MaestSi / MetONTIIME

A Meta-barcoding pipeline for analysing ONT data in QIIME2 framework
GNU General Public License v3.0
78 stars 17 forks source link

ERROR: process > diversityAnalyses #64

Closed nbel15 closed 1 year ago

nbel15 commented 1 year ago

Hi, I am trying MetONTIIME for the analysis of full 16S ONT sequences, everything was running smoothly until I reached the diversity analysis step where I got the error below ( please find the full log file in the attachment):

(1/1) Invalid value for '--i-table':
    /home/naima/software/MetONTIIME/output/collapseTables/table-collapsed-
    absfreq-level6.qza does not exist.

In the "collapseTables" folder I found only a single file "...-level1.qza". I am wondering if I should have obtained multiple files for each taxa level.
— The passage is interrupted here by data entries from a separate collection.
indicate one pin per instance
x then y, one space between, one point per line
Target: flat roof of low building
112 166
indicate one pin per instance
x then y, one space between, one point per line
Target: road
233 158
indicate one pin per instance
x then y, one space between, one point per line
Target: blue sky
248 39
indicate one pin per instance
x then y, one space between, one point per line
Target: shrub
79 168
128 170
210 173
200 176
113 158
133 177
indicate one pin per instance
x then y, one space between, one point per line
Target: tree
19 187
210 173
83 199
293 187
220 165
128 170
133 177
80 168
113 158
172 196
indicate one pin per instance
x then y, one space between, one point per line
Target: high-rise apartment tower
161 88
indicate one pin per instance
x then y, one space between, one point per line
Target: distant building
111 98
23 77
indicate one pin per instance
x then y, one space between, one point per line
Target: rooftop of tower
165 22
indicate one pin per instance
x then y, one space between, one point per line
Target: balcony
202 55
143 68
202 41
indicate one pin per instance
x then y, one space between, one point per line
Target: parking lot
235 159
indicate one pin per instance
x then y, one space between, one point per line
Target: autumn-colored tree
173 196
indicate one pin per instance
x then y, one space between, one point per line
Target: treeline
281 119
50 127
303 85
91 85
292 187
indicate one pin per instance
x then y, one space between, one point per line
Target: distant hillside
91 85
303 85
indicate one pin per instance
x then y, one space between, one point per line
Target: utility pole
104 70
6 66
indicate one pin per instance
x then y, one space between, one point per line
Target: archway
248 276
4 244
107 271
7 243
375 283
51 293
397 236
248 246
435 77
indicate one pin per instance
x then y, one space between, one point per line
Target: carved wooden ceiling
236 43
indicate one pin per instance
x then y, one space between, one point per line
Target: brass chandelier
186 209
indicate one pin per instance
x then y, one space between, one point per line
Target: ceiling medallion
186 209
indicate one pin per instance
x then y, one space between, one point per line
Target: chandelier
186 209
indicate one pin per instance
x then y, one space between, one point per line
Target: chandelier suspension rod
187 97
I would appreciate it if you could help me to solve this issue.

nextflow.log

MaestSi commented 1 year ago

Hi, yes, as you said the problem occurred in the collapseTables step, since you should have obtained tables collapsed at levels from 1 to 7 (I saw you are using Silva database). At line 331 in metontiime2.nf there is the following command: num_levels=\$(echo \$(cat ${params.dbTaxonomyTsv} | head -n2 | tail -n1 | cut -f2 | grep -n -o \";\" | wc -l) + 1 | bc) I guess for some reasons, it could detect only one level. Could you please look at the .command.sh script in the work dir corresponding to collapseTables process? I would like to see what is the exact command that was executed for inferring the number of levels in the db. Can you also confirm that in taxonomy.tsv files each level is separated with ';'? Thanks, SM

nbel15 commented 1 year ago

Hi,

Thanks for your prompt reply.

The mentioned command num_levels=\$(echo \$(cat ${params.dbTaxonomyTsv}........ works fine. I ran the collapseTables script separately (.command.sh) without any modification using qiime2-2023.5 and I got the files for all the taxa levels without any issues. Somehow, the output folder and subfolders are created with root ownership, thus, I had to change them to save the results of the collapseTables script into collapseTabels folder

However, it seems that the same script with the same input files is not running properly within the pipeline. Please find below the content of the log file at this step:

cat: /path-to/SILVA_Qiime2/SILVA_138_99/taxonomy.tsv: No such file or directory
Saved FeatureTable[Frequency] to: /home/naima/software/MetONTIIME/output3/collapseTables/table-collapsed-absfreq-level1.qza

I tried also to remove diversityanalysis process, and I got the same error message but this time I found all the output files of only level 1. Below is the content of the log file:

cat: /path-to//SILVA_Qiime2/SILVA_138_99/taxonomy.tsv: No such file or directory
Saved FeatureTable[Frequency] to: /home/naima/software/MetONTIIME/output3/collapseTables/table-collapsed-absfreq-level1.qza
Saved Visualization to: /home/naima/software/MetONTIIME/output3/collapseTables/table-collapsed-absfreq-level1.qzv
Exported /home/naima/software/MetONTIIME/output3/collapseTables/table-collapsed-absfreq-level1.qza as BIOMV210DirFmt to directory /home/naima/software/MetONTIIME/output3/collapseTables/
Saved FeatureTable[RelativeFrequency] to: /home/naima/software/MetONTIIME/output3/collapseTables/table-collapsed-relfreq-level1.qza
Saved Visualization to: /home/naima/software/MetONTIIME/output3/collapseTables/table-collapsed-relfreq-level1.qzv
Exported /home/naima/software/MetONTIIME/output3/collapseTables/table-collapsed-relfreq-level1.qza as BIOMV210DirFmt to directory /home/naima/software/MetONTIIME/output3/collapseTables/

I would like to mention that the SILVA files are fine and they are in the correct paths and permissions.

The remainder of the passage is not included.